Zo krijgen de discipelen keer op keer, in de context van hun relatie met Hem, te horen:
“Welgelukzalig zijt gij wanneer mensen u beschimpen en vervolgen en allerlei kwaad tegen u uiten om mijnentwil” (Mat. 5:11); “Niet een ieder die tot Mij zegt: ‘Here, Here’ zal het Koninkrijk der hemelen binnengaan, maar wie de wil doet van mijn Vader die in de hemelen is” (Mat. 7:21); “Een ieder dan die de wil doet van mijn Vader die in de hemelen is, zal het Koninkrijk der hemelen binnengaan” (Mat. 7:21); “Een ieder die tot Mij zegt: ‘Here, Here’ zal het Koninkrijk der hemelen binnengaan, maar wie de wil doet van mijn Vader die in de hemelen is: 21); “Een ieder dan, die deze woorden van Mij hoort en ze doet, zal zijn als een wijs man, die zijn huis op een rots gebouwd heeft” (Matt 7:24)
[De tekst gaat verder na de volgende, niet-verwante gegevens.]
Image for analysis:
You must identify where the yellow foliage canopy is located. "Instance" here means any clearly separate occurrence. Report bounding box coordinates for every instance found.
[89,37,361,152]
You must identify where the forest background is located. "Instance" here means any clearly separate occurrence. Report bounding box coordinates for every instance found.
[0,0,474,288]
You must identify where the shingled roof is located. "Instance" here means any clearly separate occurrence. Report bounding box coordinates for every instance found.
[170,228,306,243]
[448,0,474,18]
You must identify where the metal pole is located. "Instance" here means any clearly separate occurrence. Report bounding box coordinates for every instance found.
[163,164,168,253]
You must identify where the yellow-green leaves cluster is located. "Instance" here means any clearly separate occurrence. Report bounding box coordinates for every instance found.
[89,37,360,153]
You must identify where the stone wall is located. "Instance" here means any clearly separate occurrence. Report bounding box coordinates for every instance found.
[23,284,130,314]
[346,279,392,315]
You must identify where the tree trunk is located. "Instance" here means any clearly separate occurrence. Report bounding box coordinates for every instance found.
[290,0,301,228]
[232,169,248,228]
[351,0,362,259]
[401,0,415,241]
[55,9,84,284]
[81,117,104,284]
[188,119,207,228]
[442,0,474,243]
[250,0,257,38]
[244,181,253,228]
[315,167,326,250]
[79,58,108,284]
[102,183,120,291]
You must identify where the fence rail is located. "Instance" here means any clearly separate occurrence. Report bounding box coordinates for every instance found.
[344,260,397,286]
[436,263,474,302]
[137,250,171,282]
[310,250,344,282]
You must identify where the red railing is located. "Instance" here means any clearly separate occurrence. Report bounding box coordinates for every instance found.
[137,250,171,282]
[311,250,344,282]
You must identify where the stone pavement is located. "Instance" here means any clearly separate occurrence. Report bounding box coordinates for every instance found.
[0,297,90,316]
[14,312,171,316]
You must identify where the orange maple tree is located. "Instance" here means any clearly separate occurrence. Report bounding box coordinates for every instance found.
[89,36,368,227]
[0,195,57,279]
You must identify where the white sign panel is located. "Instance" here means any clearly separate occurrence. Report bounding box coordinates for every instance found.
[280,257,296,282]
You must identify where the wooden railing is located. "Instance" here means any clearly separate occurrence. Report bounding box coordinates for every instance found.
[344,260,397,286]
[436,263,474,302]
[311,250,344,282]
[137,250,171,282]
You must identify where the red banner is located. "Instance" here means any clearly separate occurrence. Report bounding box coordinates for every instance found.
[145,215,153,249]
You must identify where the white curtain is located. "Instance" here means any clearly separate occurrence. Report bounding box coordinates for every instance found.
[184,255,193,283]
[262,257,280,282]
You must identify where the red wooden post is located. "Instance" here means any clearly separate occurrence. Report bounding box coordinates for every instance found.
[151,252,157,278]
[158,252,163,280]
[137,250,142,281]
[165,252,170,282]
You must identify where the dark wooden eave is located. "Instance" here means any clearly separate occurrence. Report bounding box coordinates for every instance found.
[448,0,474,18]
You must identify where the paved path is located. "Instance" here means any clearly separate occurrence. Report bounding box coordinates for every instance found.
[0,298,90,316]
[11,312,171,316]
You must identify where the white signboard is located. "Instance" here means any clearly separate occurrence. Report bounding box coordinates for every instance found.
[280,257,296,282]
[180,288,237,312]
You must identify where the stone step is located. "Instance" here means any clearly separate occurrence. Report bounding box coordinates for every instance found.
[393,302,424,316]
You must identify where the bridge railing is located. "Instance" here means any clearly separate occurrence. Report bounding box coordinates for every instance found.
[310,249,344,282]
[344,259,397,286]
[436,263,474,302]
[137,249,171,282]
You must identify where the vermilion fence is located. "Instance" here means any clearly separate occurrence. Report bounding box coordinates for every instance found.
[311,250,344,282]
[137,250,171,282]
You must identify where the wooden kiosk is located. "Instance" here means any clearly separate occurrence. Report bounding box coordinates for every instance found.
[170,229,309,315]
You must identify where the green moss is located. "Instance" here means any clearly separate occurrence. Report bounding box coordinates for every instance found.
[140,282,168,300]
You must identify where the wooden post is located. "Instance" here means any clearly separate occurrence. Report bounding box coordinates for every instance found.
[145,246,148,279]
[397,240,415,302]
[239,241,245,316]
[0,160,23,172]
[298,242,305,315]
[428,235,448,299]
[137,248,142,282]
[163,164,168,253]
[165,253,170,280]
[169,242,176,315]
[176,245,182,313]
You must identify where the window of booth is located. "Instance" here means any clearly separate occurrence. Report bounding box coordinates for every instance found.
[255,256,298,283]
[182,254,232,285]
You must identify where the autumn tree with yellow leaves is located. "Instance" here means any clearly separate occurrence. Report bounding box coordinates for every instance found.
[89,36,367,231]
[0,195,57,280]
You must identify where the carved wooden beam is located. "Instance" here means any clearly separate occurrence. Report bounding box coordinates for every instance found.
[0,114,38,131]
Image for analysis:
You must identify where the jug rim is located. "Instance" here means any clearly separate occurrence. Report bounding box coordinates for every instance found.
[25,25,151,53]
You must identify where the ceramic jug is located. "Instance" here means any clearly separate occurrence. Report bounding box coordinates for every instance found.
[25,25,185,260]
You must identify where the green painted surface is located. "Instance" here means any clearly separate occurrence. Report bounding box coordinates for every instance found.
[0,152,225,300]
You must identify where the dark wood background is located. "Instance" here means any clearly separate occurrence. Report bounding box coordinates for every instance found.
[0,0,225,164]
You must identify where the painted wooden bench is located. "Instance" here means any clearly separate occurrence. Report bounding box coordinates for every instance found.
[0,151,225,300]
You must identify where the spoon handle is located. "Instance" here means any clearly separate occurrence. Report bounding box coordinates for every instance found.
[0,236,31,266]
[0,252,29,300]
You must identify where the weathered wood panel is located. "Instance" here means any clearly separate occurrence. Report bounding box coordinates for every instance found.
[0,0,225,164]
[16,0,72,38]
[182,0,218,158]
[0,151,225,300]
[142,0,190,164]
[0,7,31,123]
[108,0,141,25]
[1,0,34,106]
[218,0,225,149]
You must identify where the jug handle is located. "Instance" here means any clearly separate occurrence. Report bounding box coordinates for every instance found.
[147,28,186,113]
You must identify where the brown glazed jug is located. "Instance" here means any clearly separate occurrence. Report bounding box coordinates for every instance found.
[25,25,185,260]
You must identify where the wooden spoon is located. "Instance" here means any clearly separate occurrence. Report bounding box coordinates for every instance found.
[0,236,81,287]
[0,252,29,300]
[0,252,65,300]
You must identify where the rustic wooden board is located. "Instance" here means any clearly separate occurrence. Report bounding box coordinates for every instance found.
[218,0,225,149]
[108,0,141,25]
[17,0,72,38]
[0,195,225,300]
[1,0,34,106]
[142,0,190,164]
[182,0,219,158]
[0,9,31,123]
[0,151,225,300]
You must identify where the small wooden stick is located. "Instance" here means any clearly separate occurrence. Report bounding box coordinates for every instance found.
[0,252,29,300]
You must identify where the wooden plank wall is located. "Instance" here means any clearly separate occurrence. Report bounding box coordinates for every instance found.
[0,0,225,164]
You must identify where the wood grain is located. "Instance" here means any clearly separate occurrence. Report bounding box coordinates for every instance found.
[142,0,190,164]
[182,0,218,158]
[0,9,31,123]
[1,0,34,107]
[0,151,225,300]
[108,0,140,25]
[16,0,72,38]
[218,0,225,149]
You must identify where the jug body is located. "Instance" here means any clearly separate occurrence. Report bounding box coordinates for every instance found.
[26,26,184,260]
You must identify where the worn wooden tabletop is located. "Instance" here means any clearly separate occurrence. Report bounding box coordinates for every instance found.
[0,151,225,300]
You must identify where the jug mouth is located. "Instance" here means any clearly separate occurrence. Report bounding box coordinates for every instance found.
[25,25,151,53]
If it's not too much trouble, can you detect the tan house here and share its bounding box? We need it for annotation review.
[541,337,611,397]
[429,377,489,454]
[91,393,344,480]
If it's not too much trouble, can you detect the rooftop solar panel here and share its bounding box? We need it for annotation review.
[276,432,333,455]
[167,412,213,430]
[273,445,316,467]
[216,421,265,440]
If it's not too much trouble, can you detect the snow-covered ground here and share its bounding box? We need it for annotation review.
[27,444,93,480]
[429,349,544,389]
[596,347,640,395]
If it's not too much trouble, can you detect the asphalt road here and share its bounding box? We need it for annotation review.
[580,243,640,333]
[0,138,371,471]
Deze uitspraken en vele soortgelijke richten zich niet tot het eeuwige Israël, maar alleen tot die Israëlieten (en anderen) die dat “Ik” erkennen, die verwijzen naar “mijn Vader”, en die kunnen spreken over “deze woorden van Mij. ” Al deze dingen zijn van één stof. Bij Sinaï sprak God door Mozes. Op deze heuvel in Galilea spreekt Jezus namens zichzelf. Mozes sprak namens God tot “ons”, “eeuwig Israël”, en wij, Israël, reageerden als “wij”: “wij zullen doen, wij zullen gehoorzamen”. In Galilea spreekt Jezus tot menigten die verbaasd zijn over zijn onderwijs, waarbij hij in de menigte de speciale hoorders aanwijst, degenen die voor zijn rekening geopenbaard zijn, individuen onder het eeuwige Israël, die horen hoe deze meester hen aanspreekt, zoals hij zegt, niet als “hun” (de schriftgeleerden van die anderen, die buitenstaanders), “maar als iemand die gezag heeft”.
Je zou willen vragen: hoe komt het dat u op eigen houtje spreekt, en niet uit de leringen van de Torah die God aan Mozes op de Sinaï gegeven heeft? Het lijkt alsof u zichzelf als Mozes ziet, of als meer dan Mozes. Maar de Torah van Mozes vertelt mij niet dat God instructie – Torah – gaat geven door iemand anders dan Mozes of de andere profeten; of dat er een andere Torah zal zijn.Dus ik weet niet echt wat ik van deze bewering van u moet denken. U bent een ‘ik/ maar de Torah spreekt alleen tot een ‘wij/ tot het ‘wij’ van Israël, inclusief u.”